As shown in Fig. 3, the Kaplan–Meier adjusted model for a diabetes diagnosis in OSA patients showed a significantly lower risk in the UAS group than in the CPAP group, with a HR of 0.382 (95% CI 0.317–0.459; p = 0.033). The survival probabilities at the end of the time window were 89.33% in the UAS group and 76.54% in the CPAP group. Further details of this analysis are summarized in Fig. 3.
In this study, using big data from international databases for two cohorts after 5 years of follow-up, we found that the risk of new-onset diabetes was lower in patients with OSA who underwent UAS compared with those who used CPAP alone. These results confirm the findings of other studies [11, 21].

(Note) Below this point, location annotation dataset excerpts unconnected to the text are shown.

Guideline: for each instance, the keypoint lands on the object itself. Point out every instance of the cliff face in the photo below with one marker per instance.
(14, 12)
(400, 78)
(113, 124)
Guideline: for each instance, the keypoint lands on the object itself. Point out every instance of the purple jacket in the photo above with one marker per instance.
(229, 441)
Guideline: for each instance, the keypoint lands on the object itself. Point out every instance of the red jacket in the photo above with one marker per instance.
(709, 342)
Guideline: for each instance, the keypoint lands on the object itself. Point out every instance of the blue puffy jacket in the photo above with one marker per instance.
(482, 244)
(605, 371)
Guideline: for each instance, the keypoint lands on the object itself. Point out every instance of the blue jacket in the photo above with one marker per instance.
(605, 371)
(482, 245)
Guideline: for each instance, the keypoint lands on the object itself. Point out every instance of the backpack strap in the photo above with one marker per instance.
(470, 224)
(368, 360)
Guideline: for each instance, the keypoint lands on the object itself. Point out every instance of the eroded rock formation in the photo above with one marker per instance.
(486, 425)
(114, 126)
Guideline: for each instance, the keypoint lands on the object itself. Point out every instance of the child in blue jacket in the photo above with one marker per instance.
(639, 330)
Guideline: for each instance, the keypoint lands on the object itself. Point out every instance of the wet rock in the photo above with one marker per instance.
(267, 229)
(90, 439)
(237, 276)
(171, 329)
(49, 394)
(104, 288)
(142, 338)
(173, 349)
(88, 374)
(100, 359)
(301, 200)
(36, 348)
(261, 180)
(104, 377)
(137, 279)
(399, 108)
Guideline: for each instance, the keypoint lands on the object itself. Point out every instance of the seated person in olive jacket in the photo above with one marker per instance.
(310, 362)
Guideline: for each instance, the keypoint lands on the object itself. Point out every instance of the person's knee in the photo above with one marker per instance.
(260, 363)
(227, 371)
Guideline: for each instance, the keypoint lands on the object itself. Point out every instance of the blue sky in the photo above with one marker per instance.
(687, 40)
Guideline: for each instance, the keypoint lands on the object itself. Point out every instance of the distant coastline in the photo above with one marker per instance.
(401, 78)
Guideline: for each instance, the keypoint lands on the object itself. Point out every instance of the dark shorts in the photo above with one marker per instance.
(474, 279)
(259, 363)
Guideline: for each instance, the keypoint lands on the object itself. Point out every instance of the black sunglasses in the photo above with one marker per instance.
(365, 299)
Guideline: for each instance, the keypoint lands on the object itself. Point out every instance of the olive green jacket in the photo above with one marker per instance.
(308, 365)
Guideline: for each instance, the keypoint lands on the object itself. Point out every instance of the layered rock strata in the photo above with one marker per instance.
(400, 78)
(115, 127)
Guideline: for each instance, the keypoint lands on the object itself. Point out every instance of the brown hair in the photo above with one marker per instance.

In our study, it is significant for the differences between age, sex and the presence of comorbidity between both cohorts before matching, as it was expected due to UAS treatment is preferred in patients younger and healthy.
Although CPAP remains the gold standard for the treatment of OSA, the metabolic effects of its long-term use remain unclear mainly because of the low adherence . Some studies have emphasized that CPAP is useless as part of the long-term control of cardiovascular and metabolic diseases such as diabetes [23,24,25,26,27]. There are several possible reasons for the negative outcomes when conducting randomized controlled trials (RCTs) in patients with OSA , including concern about withholding treatment from symptomatic patients, limited duration of studies, possible limited effect size, and potential lack of reversibility [8, 29, 30]. Other authors emphasize the benefits of CPAP in preventing or delaying the onset of diabetes associated with OSA [31,32,33,34].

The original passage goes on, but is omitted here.